Here’s the irony in this topic of low self-esteem. People who have low self-esteem can really be self-centered and self-focused. This person with low self-esteem is always trying to prove himself and has to be ‘right’ in every situation. A person with low self-esteem can also be a doormat for other people to use and abuse--all the while he is thinking that he is being humble and other person centered. He may even become a ‘praise-a-holic’ thriving on the affirmation and praises of people and even setting himself up to reap those praises. All this is an effort to feel good about himself. You cannot unconditionally love others when you are in constant need of affirming yourself.

Putting yourself down, belittling yourself, and thinking yourself as nothing is not humility neither is it a characteristic of righteousness nor holiness of heart and life.

The issue before us is this: will we listen to those around us believing their view of us? Will we hear the inner voice telling us that we are dumb and stupid? Will we take to heart Satan’s lies about us that we are not worth the air we breathe? Or will we receive our self-esteem from God and His Word?

Let me share with you some of the things the Bible says.

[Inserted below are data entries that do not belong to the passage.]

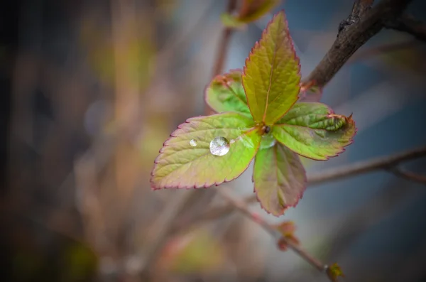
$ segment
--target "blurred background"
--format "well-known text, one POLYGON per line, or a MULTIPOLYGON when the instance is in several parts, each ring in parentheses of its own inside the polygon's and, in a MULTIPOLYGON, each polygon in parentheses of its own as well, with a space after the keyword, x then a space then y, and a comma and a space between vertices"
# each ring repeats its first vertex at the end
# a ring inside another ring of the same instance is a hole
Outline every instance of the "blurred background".
MULTIPOLYGON (((351 0, 287 0, 302 75, 335 39, 351 0)), ((204 113, 224 0, 16 0, 0 6, 1 281, 326 281, 209 189, 152 191, 176 126, 204 113)), ((426 3, 408 11, 426 21, 426 3)), ((235 32, 240 68, 271 13, 235 32)), ((426 43, 382 31, 324 90, 354 143, 310 173, 426 144, 426 43)), ((426 160, 404 164, 426 173, 426 160)), ((251 169, 224 187, 253 193, 251 169)), ((213 191, 214 192, 214 191, 213 191)), ((375 172, 308 188, 279 218, 345 281, 426 281, 426 187, 375 172)))

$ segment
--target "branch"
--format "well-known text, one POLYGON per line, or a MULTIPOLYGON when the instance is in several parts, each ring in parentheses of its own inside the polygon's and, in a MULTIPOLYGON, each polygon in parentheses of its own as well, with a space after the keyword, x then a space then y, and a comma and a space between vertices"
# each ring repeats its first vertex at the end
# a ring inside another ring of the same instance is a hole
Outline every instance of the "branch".
POLYGON ((408 180, 417 182, 419 183, 426 184, 426 176, 423 176, 410 171, 407 171, 400 167, 391 168, 388 170, 393 173, 395 176, 408 180))
MULTIPOLYGON (((395 168, 400 163, 413 160, 415 158, 421 158, 426 156, 426 146, 420 147, 413 150, 406 151, 402 153, 398 153, 395 155, 386 157, 380 157, 373 158, 368 161, 360 161, 353 164, 343 166, 339 168, 332 168, 325 171, 317 173, 307 176, 308 185, 317 185, 324 183, 328 181, 337 180, 339 179, 346 178, 351 176, 355 176, 363 173, 371 173, 383 169, 389 170, 395 168)), ((393 171, 395 175, 395 171, 393 171)), ((413 177, 413 173, 410 176, 402 175, 399 172, 398 176, 402 176, 405 179, 417 181, 424 183, 424 179, 421 175, 415 175, 413 177), (420 181, 419 181, 420 180, 420 181)), ((219 190, 219 189, 218 189, 219 190)), ((246 203, 256 202, 257 198, 256 195, 252 195, 247 197, 243 202, 246 203)), ((206 213, 200 217, 200 219, 214 219, 218 217, 222 217, 234 210, 234 207, 231 205, 224 205, 217 208, 212 209, 206 212, 206 213)))
POLYGON ((403 14, 395 21, 389 21, 385 23, 384 27, 405 32, 411 34, 416 39, 426 41, 426 23, 415 19, 410 15, 403 14))
POLYGON ((265 221, 261 217, 252 214, 244 201, 234 198, 230 195, 230 193, 228 192, 228 190, 223 189, 223 188, 222 189, 219 188, 216 190, 217 191, 218 194, 229 202, 232 207, 235 207, 248 218, 261 226, 263 229, 269 233, 274 239, 278 240, 278 239, 280 239, 280 240, 283 241, 290 249, 297 253, 299 256, 300 256, 300 257, 310 263, 312 266, 318 269, 320 271, 325 272, 327 271, 328 269, 327 265, 322 264, 318 259, 312 256, 305 249, 302 249, 293 242, 288 240, 285 237, 282 237, 280 232, 278 232, 278 231, 268 222, 265 221))
MULTIPOLYGON (((236 7, 236 0, 229 0, 228 1, 228 7, 226 8, 226 12, 228 13, 232 13, 232 11, 236 7)), ((226 53, 228 53, 228 45, 231 41, 231 36, 232 35, 232 28, 226 27, 222 31, 222 38, 220 43, 219 43, 219 48, 217 49, 217 54, 216 55, 216 60, 214 60, 214 66, 213 67, 213 73, 212 77, 214 77, 216 75, 220 75, 224 69, 224 65, 225 64, 225 60, 226 58, 226 53)), ((214 113, 209 107, 204 103, 204 113, 206 114, 212 114, 214 113)))
POLYGON ((340 33, 332 48, 304 81, 315 81, 317 86, 324 87, 355 51, 385 27, 386 23, 397 18, 410 1, 382 0, 376 6, 368 9, 362 7, 368 1, 357 1, 358 6, 354 5, 352 11, 356 16, 352 17, 353 21, 346 26, 342 28, 341 24, 340 33))
MULTIPOLYGON (((229 0, 228 2, 226 12, 231 13, 236 7, 236 0, 229 0)), ((214 77, 216 75, 220 75, 223 71, 231 34, 232 28, 229 27, 224 28, 222 38, 219 45, 219 48, 217 50, 217 55, 216 56, 216 60, 214 62, 214 67, 213 67, 213 74, 212 77, 214 77)))

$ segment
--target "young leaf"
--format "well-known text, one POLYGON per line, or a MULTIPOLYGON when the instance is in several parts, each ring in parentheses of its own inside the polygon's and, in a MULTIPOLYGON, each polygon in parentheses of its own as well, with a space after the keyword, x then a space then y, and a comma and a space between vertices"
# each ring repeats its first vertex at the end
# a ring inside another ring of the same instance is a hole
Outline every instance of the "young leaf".
POLYGON ((225 26, 230 28, 239 27, 259 19, 271 11, 280 1, 280 0, 244 0, 238 15, 224 13, 221 17, 222 23, 225 26))
POLYGON ((280 0, 244 0, 238 18, 244 23, 254 21, 268 13, 280 0))
POLYGON ((256 122, 273 124, 296 102, 300 66, 283 11, 273 16, 256 42, 243 73, 243 85, 256 122))
POLYGON ((217 75, 207 87, 206 103, 215 112, 236 112, 251 117, 241 84, 241 70, 217 75))
POLYGON ((259 146, 261 136, 253 126, 251 119, 232 112, 187 119, 160 150, 153 188, 207 188, 237 178, 259 146))
POLYGON ((258 151, 253 180, 262 207, 275 216, 297 204, 307 181, 299 156, 279 143, 258 151))
POLYGON ((293 222, 288 221, 282 222, 275 228, 281 233, 281 235, 283 235, 278 242, 278 249, 281 251, 287 251, 288 242, 291 242, 295 245, 298 245, 300 243, 295 234, 296 227, 293 222))
POLYGON ((319 161, 343 152, 356 132, 351 116, 334 114, 317 102, 295 104, 272 128, 279 142, 299 155, 319 161))
POLYGON ((344 274, 342 271, 342 269, 337 263, 332 264, 327 269, 327 275, 333 282, 337 282, 337 278, 339 276, 344 277, 344 274))

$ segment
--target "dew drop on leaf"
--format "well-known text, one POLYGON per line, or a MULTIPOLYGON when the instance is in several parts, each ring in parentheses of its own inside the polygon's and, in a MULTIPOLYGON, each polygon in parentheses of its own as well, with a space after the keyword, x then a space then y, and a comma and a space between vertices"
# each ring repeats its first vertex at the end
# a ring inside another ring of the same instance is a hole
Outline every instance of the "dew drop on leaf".
POLYGON ((229 141, 224 137, 214 137, 210 141, 210 153, 214 156, 224 156, 229 151, 229 141))

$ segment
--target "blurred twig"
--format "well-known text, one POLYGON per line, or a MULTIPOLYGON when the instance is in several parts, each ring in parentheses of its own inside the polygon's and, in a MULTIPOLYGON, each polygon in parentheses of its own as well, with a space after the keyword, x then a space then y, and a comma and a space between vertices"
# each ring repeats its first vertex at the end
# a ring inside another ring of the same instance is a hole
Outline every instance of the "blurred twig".
MULTIPOLYGON (((426 146, 417 148, 413 150, 406 151, 402 153, 395 153, 390 156, 380 157, 371 160, 360 161, 346 166, 343 166, 339 168, 332 168, 323 172, 312 174, 307 176, 308 185, 321 184, 328 181, 333 181, 339 179, 346 178, 351 176, 358 175, 363 173, 371 173, 380 170, 388 170, 396 167, 400 163, 418 158, 426 156, 426 146)), ((404 175, 401 172, 395 173, 394 174, 398 176, 403 177, 405 179, 417 181, 424 183, 424 176, 409 173, 410 176, 407 175, 407 173, 404 173, 404 175)), ((252 195, 247 197, 244 202, 247 203, 257 202, 256 195, 252 195)), ((203 219, 214 219, 226 215, 234 209, 232 205, 224 205, 217 208, 212 209, 206 212, 201 217, 203 219)))
POLYGON ((332 46, 304 81, 315 81, 317 86, 324 87, 356 50, 379 32, 386 23, 397 18, 410 1, 382 0, 368 11, 359 9, 364 13, 359 14, 359 18, 351 24, 343 28, 341 25, 340 33, 332 46))
POLYGON ((393 173, 396 176, 400 177, 401 178, 418 182, 419 183, 426 184, 426 176, 420 175, 411 171, 408 171, 402 168, 400 168, 399 166, 390 168, 388 169, 388 171, 393 173))
POLYGON ((410 15, 403 14, 396 20, 388 21, 384 27, 411 34, 416 39, 426 41, 426 23, 410 15))
POLYGON ((283 241, 287 246, 296 252, 299 256, 300 256, 302 259, 304 259, 306 261, 309 262, 314 267, 318 269, 320 271, 325 271, 328 267, 328 266, 322 264, 318 259, 312 256, 310 254, 308 254, 305 250, 302 249, 297 244, 295 244, 291 240, 288 240, 285 237, 281 237, 280 234, 277 231, 277 229, 268 222, 265 221, 261 217, 256 216, 256 215, 252 214, 248 208, 243 200, 238 200, 231 196, 226 189, 217 189, 217 192, 225 198, 229 203, 234 207, 236 209, 241 212, 245 216, 246 216, 250 219, 258 224, 261 226, 268 233, 269 233, 273 238, 275 240, 280 239, 283 241))
MULTIPOLYGON (((228 7, 226 12, 231 13, 236 7, 236 0, 229 0, 228 2, 228 7)), ((213 67, 213 73, 212 77, 217 75, 220 75, 224 68, 225 60, 226 58, 226 53, 228 52, 228 46, 231 40, 231 36, 232 35, 232 28, 226 27, 224 28, 222 36, 219 43, 219 48, 217 49, 217 55, 216 60, 214 60, 214 67, 213 67)))

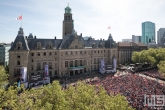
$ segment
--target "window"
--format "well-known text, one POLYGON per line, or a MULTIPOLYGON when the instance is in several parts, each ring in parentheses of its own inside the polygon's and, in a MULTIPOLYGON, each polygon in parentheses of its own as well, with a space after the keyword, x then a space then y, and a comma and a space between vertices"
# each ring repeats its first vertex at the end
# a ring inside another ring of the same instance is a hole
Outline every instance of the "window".
POLYGON ((40 56, 40 52, 38 52, 38 54, 37 54, 38 56, 40 56))
POLYGON ((17 61, 17 65, 20 65, 21 63, 20 63, 20 61, 17 61))
POLYGON ((68 61, 65 61, 65 68, 68 67, 68 61))

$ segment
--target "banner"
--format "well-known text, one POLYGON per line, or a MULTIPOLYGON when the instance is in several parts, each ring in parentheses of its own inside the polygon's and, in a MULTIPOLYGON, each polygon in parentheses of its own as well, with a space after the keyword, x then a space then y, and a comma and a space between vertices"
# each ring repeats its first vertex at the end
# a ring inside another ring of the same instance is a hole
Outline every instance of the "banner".
POLYGON ((116 58, 113 58, 113 68, 116 68, 116 58))
POLYGON ((20 68, 20 81, 21 83, 27 82, 27 67, 20 68))
POLYGON ((105 62, 104 59, 101 60, 100 62, 100 73, 105 73, 105 62))
POLYGON ((48 65, 45 65, 44 76, 45 77, 48 77, 49 76, 49 66, 48 65))

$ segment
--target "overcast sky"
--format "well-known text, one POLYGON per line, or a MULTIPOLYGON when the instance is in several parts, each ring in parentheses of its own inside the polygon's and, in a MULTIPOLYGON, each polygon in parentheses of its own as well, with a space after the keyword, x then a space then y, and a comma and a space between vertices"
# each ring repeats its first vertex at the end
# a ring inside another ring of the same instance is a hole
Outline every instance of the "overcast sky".
POLYGON ((115 41, 121 41, 141 35, 145 21, 155 23, 156 33, 165 27, 165 0, 0 0, 0 42, 14 41, 21 26, 15 18, 21 14, 25 36, 61 39, 68 3, 74 28, 83 37, 107 39, 111 32, 115 41))

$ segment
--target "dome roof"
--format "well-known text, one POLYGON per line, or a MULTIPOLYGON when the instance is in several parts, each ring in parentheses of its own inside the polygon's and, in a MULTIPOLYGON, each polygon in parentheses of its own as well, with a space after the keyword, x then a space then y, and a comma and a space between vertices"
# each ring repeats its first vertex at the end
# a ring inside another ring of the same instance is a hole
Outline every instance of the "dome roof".
POLYGON ((69 7, 69 6, 67 6, 66 8, 65 8, 65 13, 71 13, 71 8, 69 7))

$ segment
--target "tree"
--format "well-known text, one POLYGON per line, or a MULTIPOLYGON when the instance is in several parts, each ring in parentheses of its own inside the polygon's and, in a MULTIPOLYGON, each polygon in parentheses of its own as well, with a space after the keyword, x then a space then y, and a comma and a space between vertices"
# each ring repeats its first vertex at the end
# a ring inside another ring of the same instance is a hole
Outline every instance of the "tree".
POLYGON ((8 74, 3 66, 0 66, 0 88, 4 88, 8 84, 8 74))
POLYGON ((159 72, 161 73, 161 75, 163 77, 165 77, 165 61, 161 61, 159 64, 158 64, 158 68, 159 68, 159 72))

Romans 12:3, “For by the grace given me I say to everyone of you: do not think of yourself more highly than you ought but rather think of yourself with sober judgment, in accordance with the measure of faith God has given you.” Sober judgment cuts both ways.

1 John 1:3, “Consider the incredible love the Father has shown us in allowing us to be called ‘children of God.’”

Romans 5:8, “But God demonstrates His love for us in that while we were still sinners, Christ died for us.”

Matthew 7:11, “If you then though you are evil know how to give good gifts to your children, how much more will your Father in heaven give good gifts to those who ask Him!”

Philippians 4:19, “God shall supply all your need according to His riches in glory.”

Philippians 1:5, “Let this mind be in your which was also in Christ Jesus.”

Are you going to get to your ideas about yourself from the distortions of your childhood? From past hurts, disappointments? From the lies of Satan? When Paul admonished us to evaluate ourselves with sober judgment he also said, “Do not be conformed to this world, but be transformed by the renewing of your mind.” [ie the seat of your emotions.] The work of God’s Spirit in transforming our minds does not happen overnight. God’s transforming work takes time as we partner with Him so that He can heal our damaged emotions and give us a godly self-esteem from His Word and His Spirit living within us.

Let me encourage you to enter into the healing process. Let God love you and let Him teach you to love yourself and how to love others. Then you will have real JOY!